Plans show the campus will include a 60,000-square-foot administration building with short-term housing and 60,000 square feet of transitional workforce housing. 

It will also have a 45,000-square-foot community clinic and respite care building and a 7,600-square-foot center for job skills training.

The first step in the nonprofit’s move from Downtown was in 2018 when it opened Sulzbacher Village: A Community for Women and Families at 5455 Springfield Blvd.

“We feel that this model, which is working beautifully at the Sulzbacher Village for Women and Families ... is a great model because this isn’t just the housing,” Funkhouser told the Council Neighborhoods, Community Services, Public Health & Safety Committee on Jan. 17.

Sulzbacher President and CEO Cindy Funkhouser speaks at a Jan. 17 Jacksonville City Council meeting.

City lawmakers approved the $12 million appropriation in an emergency vote on Ordinance 2023-21.

According to the Council Auditor’s Office, Sulzbacher also will apply for $5 million from the Florida Housing Finance Corp. by a Jan. 31 deadline.

The state money will allow Sulzbacher to apply for the 9% tax credits as opposed to 4% tax credits, according to the legislation.

According to the HUD website, the federal Low-Income Housing Tax Credit program has an $8 billion annual budget to give state and local agencies the authority to issue tax credits for acquisition rehabilitation, or new construction of rental housing targeted to lower-income households.

The Council ordinance appropriates $12,060,074 the city received from the Home Investment Partnerships Grant-American Rescue Plan program meant to provide homelessness assistance and services. The city will keep $60,074 to pay for administrative costs to oversee the forgivable loan agreement and disperse the money to Sulzbacher.  

Sulzbacher is working with Jacksonville-based residential developer The Vestcor Companies to build the workforce housing. 

For job skills it is working with Florida State College at Jacksonville and Goodwill Industries of North Florida.

The $46 million price tag for Sulzbacher Enterprise Village does not include the cost of plans to build a manufacturing facility on-site that Funkhouser says will provide 150 jobs for the people Sulzbacher serves. 

She said Sulzbacher is negotiating with a for-profit manufacturing company that builds components for tiny homes and modular workforce housing to open a facility at the Enterprise Village.

“You have to have the wraparound services. You have to give people health services and income,” Funkhouser said Jan. 17.

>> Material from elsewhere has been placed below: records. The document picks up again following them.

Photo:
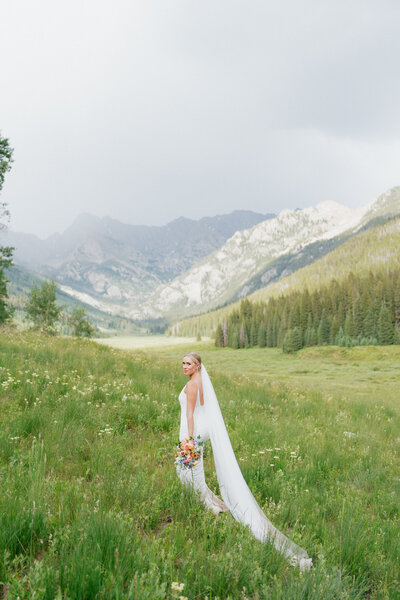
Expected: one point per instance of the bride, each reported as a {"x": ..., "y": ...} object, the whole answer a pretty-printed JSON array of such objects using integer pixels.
[{"x": 201, "y": 416}]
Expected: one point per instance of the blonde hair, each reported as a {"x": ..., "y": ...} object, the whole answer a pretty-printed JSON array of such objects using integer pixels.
[{"x": 195, "y": 357}]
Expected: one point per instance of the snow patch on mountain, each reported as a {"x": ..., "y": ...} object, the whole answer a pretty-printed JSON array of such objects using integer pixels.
[{"x": 224, "y": 272}]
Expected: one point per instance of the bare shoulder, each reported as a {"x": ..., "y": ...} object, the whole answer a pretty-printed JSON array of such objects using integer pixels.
[{"x": 193, "y": 385}]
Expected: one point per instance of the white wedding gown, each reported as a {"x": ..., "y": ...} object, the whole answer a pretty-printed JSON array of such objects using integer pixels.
[{"x": 237, "y": 497}]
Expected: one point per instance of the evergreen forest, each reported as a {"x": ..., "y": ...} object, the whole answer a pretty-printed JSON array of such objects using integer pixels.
[{"x": 359, "y": 310}]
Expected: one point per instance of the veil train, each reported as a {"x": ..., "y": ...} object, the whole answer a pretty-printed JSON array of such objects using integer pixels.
[{"x": 234, "y": 489}]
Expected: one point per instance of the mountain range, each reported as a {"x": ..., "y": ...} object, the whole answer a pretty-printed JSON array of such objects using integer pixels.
[
  {"x": 191, "y": 267},
  {"x": 113, "y": 266}
]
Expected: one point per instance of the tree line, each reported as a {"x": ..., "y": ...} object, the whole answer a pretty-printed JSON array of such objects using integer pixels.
[{"x": 360, "y": 310}]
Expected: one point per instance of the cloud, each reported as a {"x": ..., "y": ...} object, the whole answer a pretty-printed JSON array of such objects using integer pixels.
[{"x": 149, "y": 110}]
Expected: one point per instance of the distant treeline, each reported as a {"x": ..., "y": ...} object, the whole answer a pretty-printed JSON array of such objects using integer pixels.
[{"x": 359, "y": 310}]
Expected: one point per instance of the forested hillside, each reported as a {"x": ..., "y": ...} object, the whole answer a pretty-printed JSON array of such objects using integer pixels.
[
  {"x": 359, "y": 310},
  {"x": 374, "y": 250}
]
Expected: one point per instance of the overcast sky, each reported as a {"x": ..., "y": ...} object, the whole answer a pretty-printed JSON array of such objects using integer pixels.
[{"x": 146, "y": 110}]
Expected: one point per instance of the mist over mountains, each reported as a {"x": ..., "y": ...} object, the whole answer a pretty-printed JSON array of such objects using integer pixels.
[
  {"x": 109, "y": 264},
  {"x": 190, "y": 267}
]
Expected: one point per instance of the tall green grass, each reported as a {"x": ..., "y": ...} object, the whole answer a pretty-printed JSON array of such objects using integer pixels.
[{"x": 91, "y": 507}]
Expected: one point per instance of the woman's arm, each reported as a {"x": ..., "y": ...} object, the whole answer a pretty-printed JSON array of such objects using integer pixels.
[{"x": 191, "y": 395}]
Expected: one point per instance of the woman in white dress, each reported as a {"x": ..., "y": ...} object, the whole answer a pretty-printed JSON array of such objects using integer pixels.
[{"x": 201, "y": 416}]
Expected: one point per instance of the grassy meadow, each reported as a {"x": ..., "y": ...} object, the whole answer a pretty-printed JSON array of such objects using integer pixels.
[{"x": 91, "y": 506}]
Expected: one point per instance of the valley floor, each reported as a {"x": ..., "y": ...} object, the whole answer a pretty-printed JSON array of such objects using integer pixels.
[{"x": 91, "y": 507}]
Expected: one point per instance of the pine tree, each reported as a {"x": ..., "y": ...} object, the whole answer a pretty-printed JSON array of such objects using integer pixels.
[
  {"x": 242, "y": 336},
  {"x": 348, "y": 326},
  {"x": 385, "y": 326},
  {"x": 219, "y": 337},
  {"x": 262, "y": 342},
  {"x": 41, "y": 307},
  {"x": 323, "y": 329}
]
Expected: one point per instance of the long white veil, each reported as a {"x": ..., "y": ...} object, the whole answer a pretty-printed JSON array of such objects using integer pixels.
[{"x": 234, "y": 490}]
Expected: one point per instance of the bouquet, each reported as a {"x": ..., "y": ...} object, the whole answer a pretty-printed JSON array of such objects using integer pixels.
[{"x": 188, "y": 452}]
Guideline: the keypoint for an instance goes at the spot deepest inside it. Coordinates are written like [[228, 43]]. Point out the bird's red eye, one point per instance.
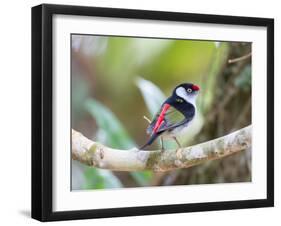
[[195, 87]]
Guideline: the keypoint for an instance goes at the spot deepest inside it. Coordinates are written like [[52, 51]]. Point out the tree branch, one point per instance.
[[97, 155]]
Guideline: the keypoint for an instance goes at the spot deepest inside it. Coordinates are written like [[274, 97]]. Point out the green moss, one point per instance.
[[152, 159]]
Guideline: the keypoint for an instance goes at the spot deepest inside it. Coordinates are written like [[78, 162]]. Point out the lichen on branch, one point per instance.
[[98, 155]]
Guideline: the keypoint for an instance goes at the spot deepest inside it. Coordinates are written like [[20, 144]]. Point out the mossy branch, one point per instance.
[[97, 155]]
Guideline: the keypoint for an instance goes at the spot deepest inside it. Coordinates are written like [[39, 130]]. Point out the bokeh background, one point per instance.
[[118, 80]]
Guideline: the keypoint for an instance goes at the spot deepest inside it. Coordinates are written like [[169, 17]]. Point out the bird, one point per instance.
[[174, 115]]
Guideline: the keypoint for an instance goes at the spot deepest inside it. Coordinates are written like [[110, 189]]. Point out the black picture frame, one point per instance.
[[42, 107]]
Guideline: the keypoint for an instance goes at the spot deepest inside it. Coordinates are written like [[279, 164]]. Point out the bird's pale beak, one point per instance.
[[195, 88]]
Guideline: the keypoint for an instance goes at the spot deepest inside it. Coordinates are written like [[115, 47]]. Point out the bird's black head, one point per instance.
[[186, 92]]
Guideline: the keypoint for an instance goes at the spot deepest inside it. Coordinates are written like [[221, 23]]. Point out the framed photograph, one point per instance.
[[139, 112]]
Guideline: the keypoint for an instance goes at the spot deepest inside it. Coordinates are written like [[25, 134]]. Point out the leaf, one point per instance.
[[243, 81], [111, 132], [152, 95]]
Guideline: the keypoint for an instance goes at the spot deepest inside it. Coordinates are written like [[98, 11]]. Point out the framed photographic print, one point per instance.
[[140, 112]]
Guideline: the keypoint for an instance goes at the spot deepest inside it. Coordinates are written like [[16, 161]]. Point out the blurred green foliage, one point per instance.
[[118, 80]]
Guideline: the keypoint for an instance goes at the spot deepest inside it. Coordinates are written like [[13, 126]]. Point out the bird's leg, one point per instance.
[[162, 144], [178, 143], [178, 153]]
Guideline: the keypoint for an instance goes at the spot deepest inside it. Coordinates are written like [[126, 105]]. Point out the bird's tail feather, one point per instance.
[[149, 142]]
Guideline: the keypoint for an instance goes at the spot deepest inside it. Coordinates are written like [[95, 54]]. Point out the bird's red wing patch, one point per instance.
[[161, 118]]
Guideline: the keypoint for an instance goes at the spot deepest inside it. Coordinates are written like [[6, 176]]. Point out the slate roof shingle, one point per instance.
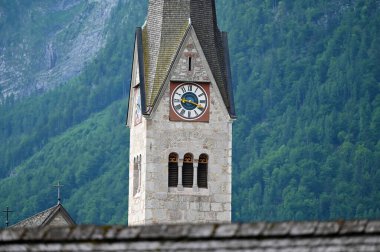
[[43, 218], [162, 35], [262, 236]]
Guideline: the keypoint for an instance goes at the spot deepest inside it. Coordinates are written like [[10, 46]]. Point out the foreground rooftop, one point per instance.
[[262, 236]]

“Income, in my mind, and job training is probably one of the most important wraparound services that we can give. That enables a person to raise themselves out of poverty.”

Funkhouser told Council members she estimates Jacksonville needs about 5,000 more units of affordable housing to alleviate the city’s affordable housing needs. 

“This is just one piece of the puzzle,” she said. “We need affordable housing all throughout Jacksonville in everybody’s district because we’re short on so many units.”